Clean, Green, and Healthy Schools: Region 1 Highlights

Clean, Green and Healthy Schools Regional Highlights showcases exceptional school environmental health projects within each of EPA’s ten regions.

EPA Region 1 includes Connecticut, Maine, Massachusetts, New Hampshire, Rhode Island, and Vermont; and tribes.

On this page:

2014 Highlights

Recognizing Childhood Asthma Management Efforts in Massachusetts

photo of EPA administrator and Tufts staffEPA Administrator Gina McCarthy at Tufts Medical Center with CEO and President, Dr. Michael Wagner and staffFor a number of years, EPA Region 1 has collaborated with grantee Massachusetts Coalition for Occupational Health and Safety (MassCOSH) to promote children’s environmental health within schools. Because the rate of asthma in New England is the highest in the country, many of their efforts aim to address indoor air quality concerns that lead to poor respiratory health. MassCOSH has been particularly active in Boston, as a member of the Boston City-wide Healthy Schools Task Force for more than 10 years. The task force includes the Boston Schools Department, Boston Public Health Commission, the Healthy Homes and Schools Collaborative, the Boston Teachers and Custodial Union, and school administrators. These stakeholders work together to provide schools with policies, procedures, and training that will reduce asthma and improve environmental conditions for students and staff.

Boston, along with nearly all cities in the nation, has a school wellness policy in place to address students’ health needs, focusing mainly on nutrition and physical activity. Last year, however, the Boston Public Schools Wellness Policy was expanded to include healthy school environments. This unique approach Boston is taking towards wellness is a real victory for children’s environmental health. Tolle Graham, MassCOSH Healthy Schools coordinator, attributes this success to the work Boston’s Healthy Schools Task Force has done to foster an understanding that healthy school environments are a priority for the city. With their success in Boston, Region 1 and MassCOSH have been working to develop a strategy to implement their best practices throughout all of Region 1, and eventually to regions across the country.

To reinforce the accomplishments Region 1 has made with their efforts to address asthma in Massachusetts, EPA Administrator Gina McCarthy visited Boston on August 19, 2014, to share the message that climate change is a driving factor behind environmental public health issues like asthma and must continue to be addressed. To promote this important message, McCarthy spoke with several stakeholders in the area, including health professionals from Boston Children’s Hospital and Tufts Medical Center, community members involved with Health Resources in Action, and families whose children are affected by asthma. This was an encouraging message and it confirmed to the region that they have been heading in the right direction.

2013 Highlights

Childhood Asthma Management Massachusetts

When the William Monroe Trotter Elementary School, located in Dorchester, Massachusetts, became aware of the indoor air quality concerns that were contributing to its high pediatric asthma rate of 30%, they realized that it was time for action. It was not uncommon for an ambulance to come to the school twice a week, and the nurse’s office had become a revolving door, full of students with aggravated asthma and difficulty breathing. Teachers reported respiratory problems that worsened as the school week went on, only to clear up over the weekend. The poor quality of the air and the physical environment was not conducive to learning, and necessitated a severe clean up.

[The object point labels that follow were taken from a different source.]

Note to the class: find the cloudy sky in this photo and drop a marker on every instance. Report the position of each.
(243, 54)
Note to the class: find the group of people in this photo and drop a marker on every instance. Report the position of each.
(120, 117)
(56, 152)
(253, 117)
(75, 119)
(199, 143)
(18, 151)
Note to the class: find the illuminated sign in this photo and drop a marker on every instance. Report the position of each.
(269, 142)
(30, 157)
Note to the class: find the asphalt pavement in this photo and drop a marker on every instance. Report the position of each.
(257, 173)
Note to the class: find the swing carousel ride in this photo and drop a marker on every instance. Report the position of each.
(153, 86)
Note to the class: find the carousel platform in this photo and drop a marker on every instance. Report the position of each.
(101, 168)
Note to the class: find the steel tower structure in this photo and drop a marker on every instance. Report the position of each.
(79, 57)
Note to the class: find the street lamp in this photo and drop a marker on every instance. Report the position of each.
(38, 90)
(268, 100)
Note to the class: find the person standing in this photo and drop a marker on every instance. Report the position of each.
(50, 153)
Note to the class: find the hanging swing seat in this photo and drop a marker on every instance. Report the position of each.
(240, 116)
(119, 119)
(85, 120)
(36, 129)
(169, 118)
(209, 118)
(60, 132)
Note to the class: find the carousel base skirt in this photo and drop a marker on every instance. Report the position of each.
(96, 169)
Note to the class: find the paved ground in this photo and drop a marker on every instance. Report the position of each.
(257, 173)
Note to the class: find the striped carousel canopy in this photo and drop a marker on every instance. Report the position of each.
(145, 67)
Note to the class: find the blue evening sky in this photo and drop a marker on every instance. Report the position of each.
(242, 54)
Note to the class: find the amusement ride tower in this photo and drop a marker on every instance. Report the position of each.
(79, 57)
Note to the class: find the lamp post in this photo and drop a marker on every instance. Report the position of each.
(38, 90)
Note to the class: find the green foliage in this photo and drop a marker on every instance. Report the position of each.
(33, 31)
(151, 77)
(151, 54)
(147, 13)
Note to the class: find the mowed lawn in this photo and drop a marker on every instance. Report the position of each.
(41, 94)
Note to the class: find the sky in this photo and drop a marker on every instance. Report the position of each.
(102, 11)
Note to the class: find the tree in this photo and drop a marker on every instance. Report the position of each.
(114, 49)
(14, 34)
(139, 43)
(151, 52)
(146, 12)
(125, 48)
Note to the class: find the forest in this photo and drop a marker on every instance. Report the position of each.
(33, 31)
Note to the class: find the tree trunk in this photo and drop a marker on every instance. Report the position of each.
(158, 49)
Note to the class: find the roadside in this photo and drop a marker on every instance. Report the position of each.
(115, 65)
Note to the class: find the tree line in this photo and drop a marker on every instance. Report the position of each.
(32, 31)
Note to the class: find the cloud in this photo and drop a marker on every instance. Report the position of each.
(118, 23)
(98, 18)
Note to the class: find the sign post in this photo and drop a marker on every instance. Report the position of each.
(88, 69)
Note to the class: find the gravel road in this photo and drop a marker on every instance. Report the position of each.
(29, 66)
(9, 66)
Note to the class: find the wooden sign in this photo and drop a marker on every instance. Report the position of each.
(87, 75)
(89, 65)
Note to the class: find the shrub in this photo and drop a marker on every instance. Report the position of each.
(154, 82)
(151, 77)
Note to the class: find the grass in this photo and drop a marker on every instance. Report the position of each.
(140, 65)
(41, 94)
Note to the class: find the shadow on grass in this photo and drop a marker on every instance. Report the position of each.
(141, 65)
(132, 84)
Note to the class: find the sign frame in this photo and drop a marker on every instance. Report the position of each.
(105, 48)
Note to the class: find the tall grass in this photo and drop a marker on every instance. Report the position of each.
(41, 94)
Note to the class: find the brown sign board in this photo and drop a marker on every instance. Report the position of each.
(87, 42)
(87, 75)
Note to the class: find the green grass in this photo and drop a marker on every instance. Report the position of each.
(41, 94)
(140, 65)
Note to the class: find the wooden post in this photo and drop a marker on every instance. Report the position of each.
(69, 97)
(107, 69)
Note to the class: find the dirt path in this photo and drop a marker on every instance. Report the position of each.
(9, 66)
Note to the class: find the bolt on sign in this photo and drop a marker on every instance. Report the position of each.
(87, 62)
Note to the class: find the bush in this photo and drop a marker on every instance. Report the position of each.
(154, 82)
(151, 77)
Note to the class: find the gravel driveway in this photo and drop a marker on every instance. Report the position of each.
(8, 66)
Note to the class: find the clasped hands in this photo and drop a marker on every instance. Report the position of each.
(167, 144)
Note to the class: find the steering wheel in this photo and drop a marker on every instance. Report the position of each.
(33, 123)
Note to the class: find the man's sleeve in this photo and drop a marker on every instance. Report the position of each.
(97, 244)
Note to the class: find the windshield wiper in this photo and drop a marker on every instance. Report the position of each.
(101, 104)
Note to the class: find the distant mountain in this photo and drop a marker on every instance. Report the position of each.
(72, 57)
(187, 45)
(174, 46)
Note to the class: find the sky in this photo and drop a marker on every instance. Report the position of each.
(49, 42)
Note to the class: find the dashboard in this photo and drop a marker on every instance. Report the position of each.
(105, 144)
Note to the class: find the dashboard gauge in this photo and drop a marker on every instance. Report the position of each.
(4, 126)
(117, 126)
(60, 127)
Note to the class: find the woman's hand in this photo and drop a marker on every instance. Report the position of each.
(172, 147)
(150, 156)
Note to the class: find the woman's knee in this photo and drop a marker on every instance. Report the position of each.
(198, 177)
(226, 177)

The EPA Region 1 asthma team conducted an initial walk-through of the school, finding poor ventilation, leaks, pests, excess dust and mold. With the help of the Massachusetts Coalition for Occupational Safety and Health, the Ecumenical Social Action Committee and school nurse Margaret Van Cleve-Rocchio, the Trotter School then formed an Environmental Committee, which consisted of teachers, administrators, custodians and parents. The Committee worked to identify environmental health concerns and raise awareness in the school, and in 2010 conducted a massive clean out of the Trotter School facility by removing immense clutter, thoroughly cleaning the vents, and also fixing the leaky roof and damaged ceiling. They also incorporated teacher surveys, parent education, integrated pest management and additional walkthroughs into the new school wellness plan. In the second year of the Trotter School Environmental Committee, they continued to build upon their success by working with the lead custodian and the recycling team in order to coordinate a new recycling initiative that would help decrease the amount of excess paper and dust in classrooms.

These efforts have resulted in reduced trips to the school nurse for asthmatic symptoms, as well as a decrease in chronic absenteeism. Teachers’ awareness of asthma triggers have now become a part of the school’s culture, and according to Ms. Van Cleve-Rocchio, the school environment has become much cleaner and presents less asthma triggers: for example, the number of mouse sightings has decreased significantly. This year, the Trotter School was honored by the American Lung Association for their work in childhood asthma management with the prestigious American Lung Association Asthma-Friendly Schools Initiative (AFSI) Silver Award. In addition, in 2012, Ms. Van-Cleve Rocchio received the Community Champion award from Health Resources in Action in for her efforts in helping young asthma sufferers at the Trotter School.